My sense is that none of the tools is a "perfect fit" out of the
box, so it's just a matter of working through the necessary
customizations. I think I'm quite close to being satisfied with XMLBeans
-- I suspect I just need to straighten out our Geronimo namespace and then
wait for the XMLBeans project to put something in the Maven repository.
But just to state my requirements, here's what I can think up off
the top of my head:
- the tool must be able to process the full set of J2EE XSDs, including
EAR, Web, JSP, Taglib, EJB, RAR, web services, web services client,
application client
- we must be able to customize the translation of XML elements to POJO
packages & class names
- the tool should be reasonably fast (fraction of a second to parse DD)
- the smaller the tool JAR the better
- the tool should not rely on any 3rd party JARs/libraries, including
any specific XML parser
- the generated code should have getters and setters returning strings
for elements that just contain text values (i.e. getEjbName() for the
"ejb-name" child of an EJB element)
- XPath support is a big bonus
- the tool must be able to read and write DDs from the command-line
deployer without any onerous configuration
- the tool must write DDs with namespace indicators (reading and then
rewriting a DD should not lose information in the document element or
header)
- the tool should write human-readable DDs (not all on one line, use
indentation, not unnecessary CDATA wrappers)

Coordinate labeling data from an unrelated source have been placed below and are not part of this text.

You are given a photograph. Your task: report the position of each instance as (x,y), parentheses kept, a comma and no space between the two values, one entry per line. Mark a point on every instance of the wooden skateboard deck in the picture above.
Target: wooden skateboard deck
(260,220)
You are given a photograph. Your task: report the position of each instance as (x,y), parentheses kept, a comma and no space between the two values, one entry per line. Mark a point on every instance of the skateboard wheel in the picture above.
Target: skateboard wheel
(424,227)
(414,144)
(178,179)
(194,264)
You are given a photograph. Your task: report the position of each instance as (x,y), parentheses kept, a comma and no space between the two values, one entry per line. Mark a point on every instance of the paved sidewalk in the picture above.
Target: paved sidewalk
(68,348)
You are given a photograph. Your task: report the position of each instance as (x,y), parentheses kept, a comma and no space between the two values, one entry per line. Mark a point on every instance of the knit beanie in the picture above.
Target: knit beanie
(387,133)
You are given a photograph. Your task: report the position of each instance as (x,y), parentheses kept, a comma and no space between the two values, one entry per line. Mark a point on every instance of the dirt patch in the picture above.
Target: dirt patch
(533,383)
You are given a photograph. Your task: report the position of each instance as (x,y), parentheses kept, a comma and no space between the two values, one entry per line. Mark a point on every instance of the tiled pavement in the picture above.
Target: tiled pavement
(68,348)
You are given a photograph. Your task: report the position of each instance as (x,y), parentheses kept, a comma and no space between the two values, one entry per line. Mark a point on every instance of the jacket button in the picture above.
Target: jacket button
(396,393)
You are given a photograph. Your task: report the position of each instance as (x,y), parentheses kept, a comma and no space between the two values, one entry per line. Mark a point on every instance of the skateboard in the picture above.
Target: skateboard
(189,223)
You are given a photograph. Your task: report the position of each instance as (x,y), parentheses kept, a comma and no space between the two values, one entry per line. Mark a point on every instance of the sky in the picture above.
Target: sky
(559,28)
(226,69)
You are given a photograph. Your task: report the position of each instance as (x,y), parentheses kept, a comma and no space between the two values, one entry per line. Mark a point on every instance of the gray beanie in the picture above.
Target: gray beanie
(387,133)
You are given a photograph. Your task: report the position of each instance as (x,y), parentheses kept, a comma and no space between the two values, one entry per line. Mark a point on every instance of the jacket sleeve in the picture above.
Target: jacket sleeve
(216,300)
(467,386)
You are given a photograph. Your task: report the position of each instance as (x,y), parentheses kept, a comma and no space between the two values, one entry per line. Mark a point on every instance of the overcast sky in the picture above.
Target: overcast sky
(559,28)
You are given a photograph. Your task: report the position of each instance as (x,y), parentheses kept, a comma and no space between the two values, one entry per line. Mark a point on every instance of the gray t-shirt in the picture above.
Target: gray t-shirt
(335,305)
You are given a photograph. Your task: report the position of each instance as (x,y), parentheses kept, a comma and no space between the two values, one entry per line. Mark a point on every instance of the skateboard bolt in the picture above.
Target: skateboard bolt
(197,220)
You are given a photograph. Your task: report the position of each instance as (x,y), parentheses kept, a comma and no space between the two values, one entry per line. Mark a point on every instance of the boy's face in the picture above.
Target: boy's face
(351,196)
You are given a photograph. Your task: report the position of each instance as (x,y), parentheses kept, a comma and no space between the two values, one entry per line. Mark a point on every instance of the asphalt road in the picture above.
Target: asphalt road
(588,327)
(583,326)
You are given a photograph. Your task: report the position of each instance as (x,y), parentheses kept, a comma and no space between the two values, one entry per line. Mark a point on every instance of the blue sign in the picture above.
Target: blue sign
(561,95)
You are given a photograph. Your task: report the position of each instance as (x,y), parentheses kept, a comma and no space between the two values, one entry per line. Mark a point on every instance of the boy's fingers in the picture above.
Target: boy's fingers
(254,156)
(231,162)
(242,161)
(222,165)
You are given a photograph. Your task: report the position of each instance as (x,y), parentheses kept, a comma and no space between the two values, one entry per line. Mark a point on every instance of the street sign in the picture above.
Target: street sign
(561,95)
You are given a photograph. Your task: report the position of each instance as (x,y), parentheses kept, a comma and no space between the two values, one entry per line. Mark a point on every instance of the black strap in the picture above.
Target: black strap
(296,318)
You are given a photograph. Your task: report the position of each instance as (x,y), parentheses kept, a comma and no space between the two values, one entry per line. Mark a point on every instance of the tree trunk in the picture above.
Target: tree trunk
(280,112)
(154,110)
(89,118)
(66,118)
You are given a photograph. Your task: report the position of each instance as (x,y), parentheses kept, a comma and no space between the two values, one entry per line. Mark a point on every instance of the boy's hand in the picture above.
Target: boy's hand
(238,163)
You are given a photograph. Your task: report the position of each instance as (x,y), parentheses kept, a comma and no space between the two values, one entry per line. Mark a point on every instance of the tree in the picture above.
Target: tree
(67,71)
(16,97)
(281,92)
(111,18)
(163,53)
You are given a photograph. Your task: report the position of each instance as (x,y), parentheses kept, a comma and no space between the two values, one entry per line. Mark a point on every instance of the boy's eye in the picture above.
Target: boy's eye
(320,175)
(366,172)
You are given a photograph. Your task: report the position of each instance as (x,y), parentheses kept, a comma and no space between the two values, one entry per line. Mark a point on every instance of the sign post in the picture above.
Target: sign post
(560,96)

- ideally, the tool would not refuse to load an incomplete document (such
as omitting the version attribute in the document element), such that we
could load a EJB 2.0 DD with the code generated for EJB 2.1 (not sure how
realistic this is)
- the tool should be available via maven, so we don't need to manually
add the JAR to our build tree
- ideally, the tool would generate base classes or interfaces for
elements with common content groups (JNDI environment refs group,
description group)
Aaron
On Wed, 8 Oct 2003, Jacek Laskowski wrote:
> > Have we considered the use of JiBx (http://jibx.sourceforge.net/)? I'm
> > seeing small reservations from everyone who looks at XMLBeans. Why not
> > consider other tools that are very well suited to the job?
>
> That's then the first cadidate or the second assuming XMLBeans was the
> first. We've got two on the table, what about requirements? I don't
> remember what were the problems with the tools, and although I would
> probably be able to find it out very easily in the archive, I think that
> after some time we could change out expectations as well. So, please let
> me know what we need and Castor or XMLBeans don't provide?